MAY 09, 2019 10:30 AM PDT

Somatic Gene Recombination in the Brain

Speakers
  • Professor and Senior Vice President, Sanford Burnham Prebys Medical Discovery Institute
    Biography
      Jerold Chun, MD, PhD, is Professor and Senior Vice President of Neuroscience Drug Discovery at Sanford Burnham Prebys Medical Discovery Institute (SBP). He received his MD and PhD (Neuroscience) degrees through the Medical Scientist Training Program at Stanford University School of Medicine. He moved east as a Helen Hay Whitney Postdoctoral Fellow at the Whitehead Institute for Biomedical Research, MIT. Dr. Chun then joined the faculty at the UCSD School of Medicine, where he became Professor of Pharmacology and Neurosciences and directed the Neurosciences Graduate Program. He subsequently became Department Head of Molecular Neuroscience at Merck Research Laboratories before returning to academia as Professor at The Scripps Research Institute and adjunct Professor at UCSD, leading to his current position. He has made important contributions to our understanding of the brain and its diseases, including the discovery of genomic mosaicism and somatic gene recombination in the brain and its involvement in the most common forms of Alzheimer's disease with relevance to other brain diseases. In separate work, he identified the first lysophospholipid receptor, which is part of a growing class of lipid receptors that underlie new neuroscience medicines (e.g., fingolimod and siponimod for Multiple Sclerosis) and understanding of other diseases, including hydrocephalus, schizophrenia, neuropathic pain, and fibrosis. Dr.
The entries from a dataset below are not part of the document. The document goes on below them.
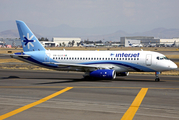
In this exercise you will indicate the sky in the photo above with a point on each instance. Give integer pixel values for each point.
(129, 15)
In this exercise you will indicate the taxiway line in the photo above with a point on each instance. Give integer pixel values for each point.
(135, 105)
(21, 87)
(33, 104)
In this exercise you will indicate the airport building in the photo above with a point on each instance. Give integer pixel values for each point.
(66, 41)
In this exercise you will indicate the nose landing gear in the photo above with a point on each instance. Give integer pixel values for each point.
(157, 79)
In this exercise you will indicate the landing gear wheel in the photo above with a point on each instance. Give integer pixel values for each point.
(157, 79)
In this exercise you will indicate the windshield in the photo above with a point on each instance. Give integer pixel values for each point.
(162, 58)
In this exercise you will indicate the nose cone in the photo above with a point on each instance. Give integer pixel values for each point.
(173, 66)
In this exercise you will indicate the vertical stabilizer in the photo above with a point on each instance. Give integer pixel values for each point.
(28, 39)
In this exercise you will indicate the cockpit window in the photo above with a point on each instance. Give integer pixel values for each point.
(162, 58)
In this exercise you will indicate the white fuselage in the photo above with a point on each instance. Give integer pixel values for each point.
(120, 61)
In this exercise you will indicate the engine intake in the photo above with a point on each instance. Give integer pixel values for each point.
(104, 73)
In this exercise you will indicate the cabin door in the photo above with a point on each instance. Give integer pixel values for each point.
(148, 60)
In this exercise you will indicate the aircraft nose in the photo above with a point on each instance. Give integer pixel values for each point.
(173, 66)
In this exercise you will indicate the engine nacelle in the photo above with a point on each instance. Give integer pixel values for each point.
(103, 73)
(122, 73)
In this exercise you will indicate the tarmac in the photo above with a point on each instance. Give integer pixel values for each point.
(54, 95)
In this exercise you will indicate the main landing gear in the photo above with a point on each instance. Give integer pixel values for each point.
(157, 79)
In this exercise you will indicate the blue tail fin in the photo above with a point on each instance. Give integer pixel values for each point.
(28, 39)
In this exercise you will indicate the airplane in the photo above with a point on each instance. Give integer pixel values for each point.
(170, 45)
(134, 45)
(95, 64)
(88, 45)
(151, 45)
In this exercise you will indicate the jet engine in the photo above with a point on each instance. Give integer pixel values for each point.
(122, 73)
(103, 74)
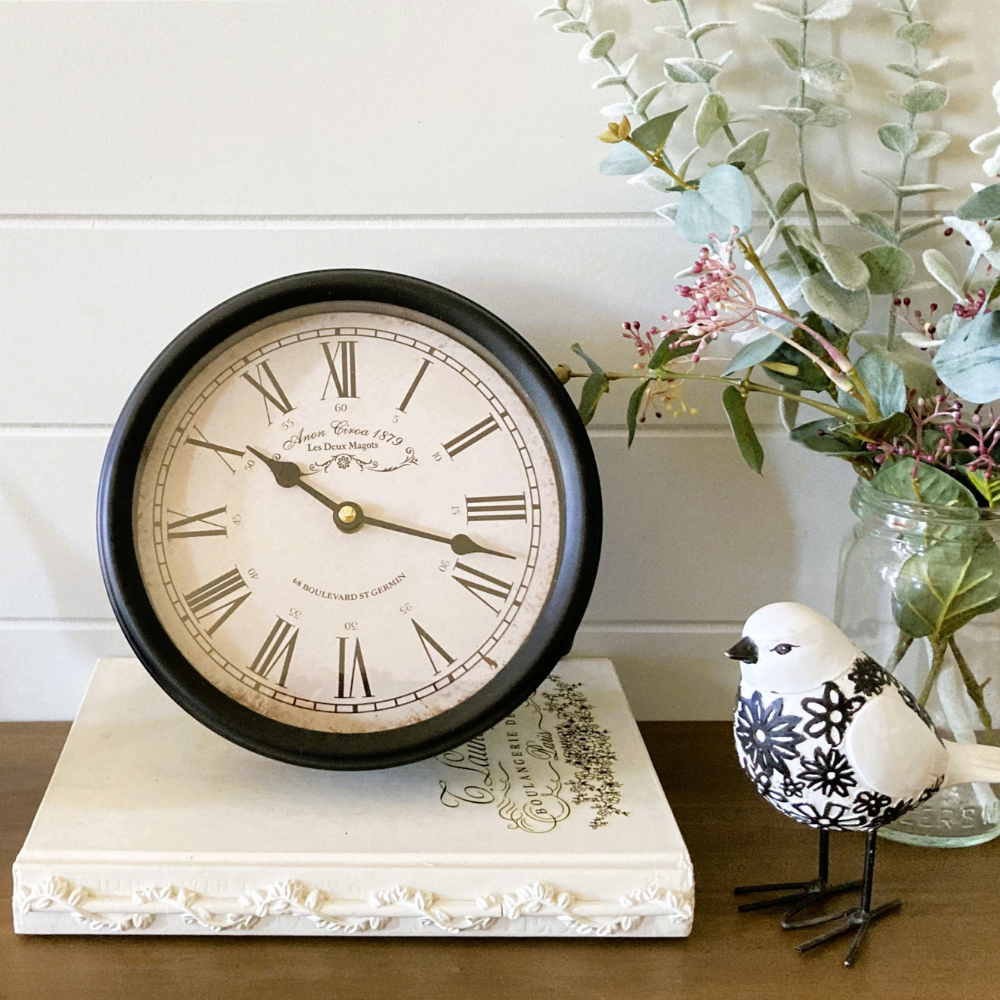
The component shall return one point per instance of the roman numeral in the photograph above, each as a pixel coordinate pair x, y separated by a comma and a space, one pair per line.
197, 525
278, 648
275, 395
345, 683
221, 596
413, 385
220, 450
512, 507
429, 644
468, 438
343, 371
476, 587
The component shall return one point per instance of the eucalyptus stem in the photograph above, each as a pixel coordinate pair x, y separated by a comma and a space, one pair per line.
972, 686
668, 375
751, 175
940, 648
800, 144
903, 644
904, 163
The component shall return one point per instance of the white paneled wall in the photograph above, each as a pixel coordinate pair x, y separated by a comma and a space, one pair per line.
159, 157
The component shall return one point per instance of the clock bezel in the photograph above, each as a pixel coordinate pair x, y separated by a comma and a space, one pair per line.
552, 633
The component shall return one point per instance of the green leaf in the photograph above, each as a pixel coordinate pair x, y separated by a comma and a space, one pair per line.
829, 436
944, 587
898, 138
598, 48
632, 412
983, 205
591, 363
917, 373
652, 135
827, 115
594, 387
924, 97
739, 421
700, 30
712, 115
889, 269
830, 75
753, 353
908, 232
846, 310
786, 52
689, 70
623, 160
941, 270
847, 269
929, 485
721, 202
930, 143
968, 362
989, 489
884, 380
883, 430
789, 196
915, 33
750, 152
665, 353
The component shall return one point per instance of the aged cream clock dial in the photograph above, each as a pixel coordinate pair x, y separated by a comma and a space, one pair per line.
349, 519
Chun has authored more than 300 scientific publications, has been recognized in Thomson Reuters' World's Most Influential Scientific Minds citation list, and is a member of numerous advisory, review, and editorial boards in both academia and industry.

    Abstract:

    Speculations that some form DNA alteration might be utilized by the brain date to the 1960s [1] wherein hypotheses for genomic alterations of germline DNA were proposed for immunoglobulins and, by analogy, nervous system development.  In the mid 1970s, the first evidence for what is now known as V(D)J recombination of immunoglobulins was reported [2]. However, brain recombination processes were not reported.  Circumstantial evidence for possible recombination processes emerged in the 1990s with brain expression of immune recombination genes like RAG1 [3], however no genomic locus was found.  However, related work identified the first evidence for pervasive genomic alterations – “Genomic Mosaicism” - in the form of aneuploidies of neural progenitor cells [4] and a growing range of genomic elements are known to be altered in single cells of the vertebrate brain:  chromosomes, smaller copy number variations (CNVs), Line1 elements, and single nucleotide variations (SNVs), all reported globally as DNA content variation (DCV) (reviewed in [5]).  Gene recombination, however, remained speculative.  The realization that the brain is a complex genomic mosaic led to identification of APP as a gene possibly affected by SGR [6, 7], which was recently demonstrated [8].  Unlike V(D)J recombination, SGR is (thus far) most evident in post-mitotic neurons and involves reverse transcription of APP spliced RNA that produces a “genomic complementary DNA” or “gencDNA” in neurons, ranging from 0-to-multiple copies, with integration in places distinct from germline alleles.  It appears to be dysregulated in Alzheimer’s disease with more copies of different variant forms including species with SNVs that are identical to mutations reported in familial AD yet occurring mosaically and somatically.  The involvement of reverse transcription implicates reverse transcriptase inhibition as a possible therapeutic:  literature and epidemiological assessments of patient databases for aged persons taking these medicines supports their use as near-term therapeutics for treating AD.  SGR likely affects other genes and diseases.

    Learning Objectives: 

    1. The brain is composed of cells, particularly neurons, having distinct if not unique genomic DNA sequences.  This is referred to as “Genomic Mosaicism.”
    2. Somatic gene recombination (SGR) occurs in human brain neurons (and likely other cells), and is dysregulated in sporadic Alzheimer’s disease.  It involves reverse transcription, implicating reverse transcriptase inhibitors used now to treat HIV and hepatitis B, in the near-term treatment of AD.